From the mid-1950s until 2000, Wetmore made extensive collections of lichens, primarily from the US and Canada but also China and Australia. In total, Wetmore collected around 111,000 specimens from all parts of the United States as well as Mexico, Canada, the Caribbean, Australia, the Falkland Islands and China. One of his achievements was a key to the lichens of China..

==Later and personal life==
He continued his research on lichens after retirement. He was married to Ruth Small and they had 2 children together. He was later the partner of Chin Ping Yang from Taiwan. He died on 1 June 2020.

==Publications==
Wetmore was the author or co-author of at least 135 scientific publications. These included an extensive series of reports on the lichen flora of national parks in the US, archived in the digital repository at University of Minnesota library system. He was also an author or co-author of many contributions to scientific journals, including:

- Clifford M. Wetmore (2004) The sorediate corticolous species of Caloplaca in North and Central America The Bryologist 107 (4) 505–520

- Clifford M. Wetmore (1994) The lichen genus Caloplaca in North and Central America with brown or black apothecia Mycologia 86 (6) 813–838.

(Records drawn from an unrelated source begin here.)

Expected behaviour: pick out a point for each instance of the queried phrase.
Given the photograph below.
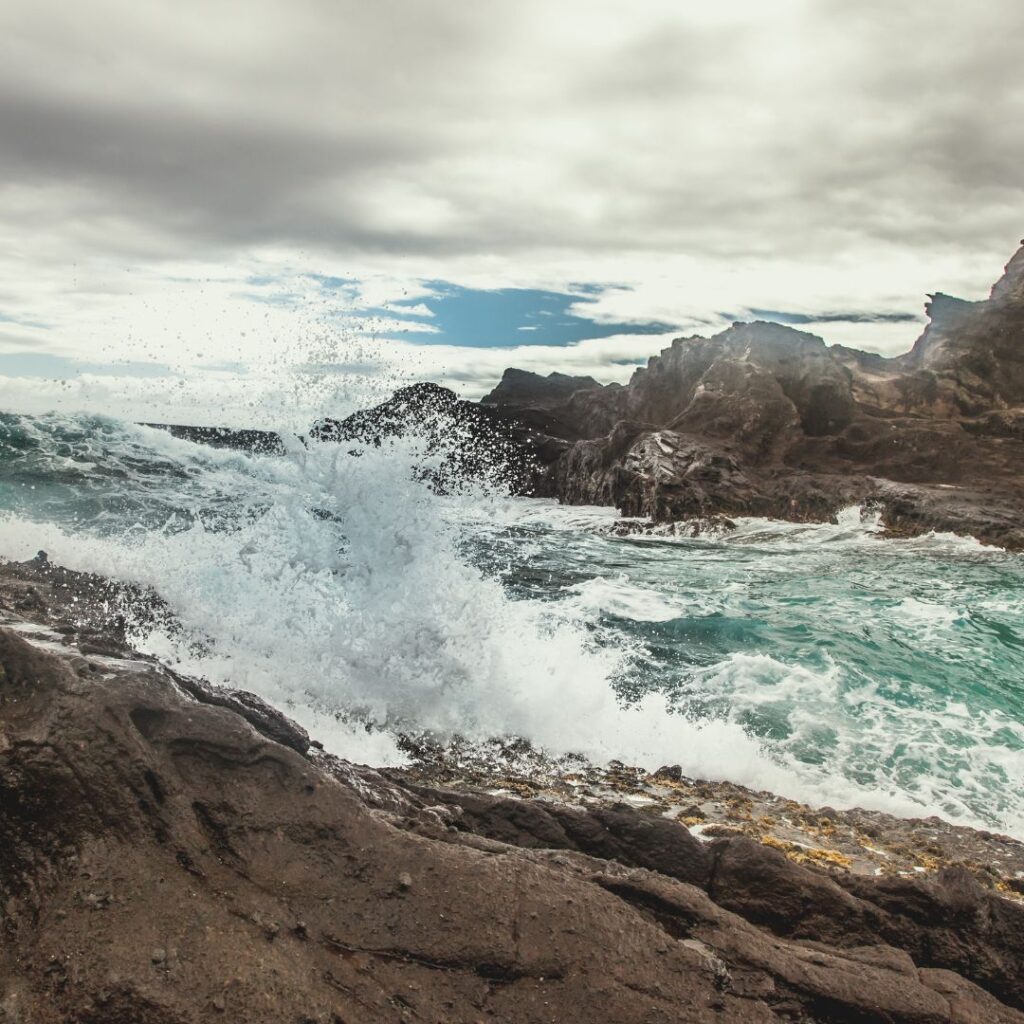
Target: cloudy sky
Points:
(201, 199)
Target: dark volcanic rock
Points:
(165, 859)
(472, 441)
(766, 420)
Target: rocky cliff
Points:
(766, 420)
(172, 853)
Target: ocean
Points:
(823, 662)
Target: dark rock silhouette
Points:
(766, 420)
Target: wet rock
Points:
(215, 832)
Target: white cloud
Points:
(174, 180)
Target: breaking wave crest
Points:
(337, 584)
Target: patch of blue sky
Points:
(508, 316)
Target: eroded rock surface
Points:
(766, 420)
(167, 855)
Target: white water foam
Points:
(349, 602)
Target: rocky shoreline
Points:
(171, 852)
(760, 420)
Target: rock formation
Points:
(759, 420)
(173, 854)
(766, 420)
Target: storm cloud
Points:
(802, 156)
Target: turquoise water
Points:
(822, 662)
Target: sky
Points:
(211, 211)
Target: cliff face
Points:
(171, 853)
(763, 419)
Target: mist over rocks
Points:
(767, 420)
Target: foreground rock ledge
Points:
(170, 853)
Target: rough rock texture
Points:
(166, 858)
(766, 420)
(468, 440)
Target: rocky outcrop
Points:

- Clifford M. Wetmore (1970) The Lichen Family Heppiaceae in North America Annals of the Missouri Botanical Garden 57 (2) 158–209.

Wetmore produced two exsiccata:
- Lichenes exsiccati (1997–2000, 125 numbers in five fascicles)
- Teloschistaceae exsiccati (2002–2008, 100 numbers in four fascicles).

Wetmore also assisted many others with identification of lichen specimens.

==Awards and honours==
- 1969, Jesse M. Greenmann Award from the Missouri Botanical Garden
- 1971 - 1972 NSF Science Faculty Fellowship to work at Clark University with Vernon Ahmadjian

==Legacy==
Wetmore's collections of lichens are now held mainly in the University of Minnesota but with further specimens in many collections such as University of Colorado Museum of Natural History Herbarium Lichen Collection and the National Herbarium of Victoria.

Six species of lichen have been named after him and one genus, Wetmoreana, a genus of lichen-forming fungi in the family Teloschistaceae.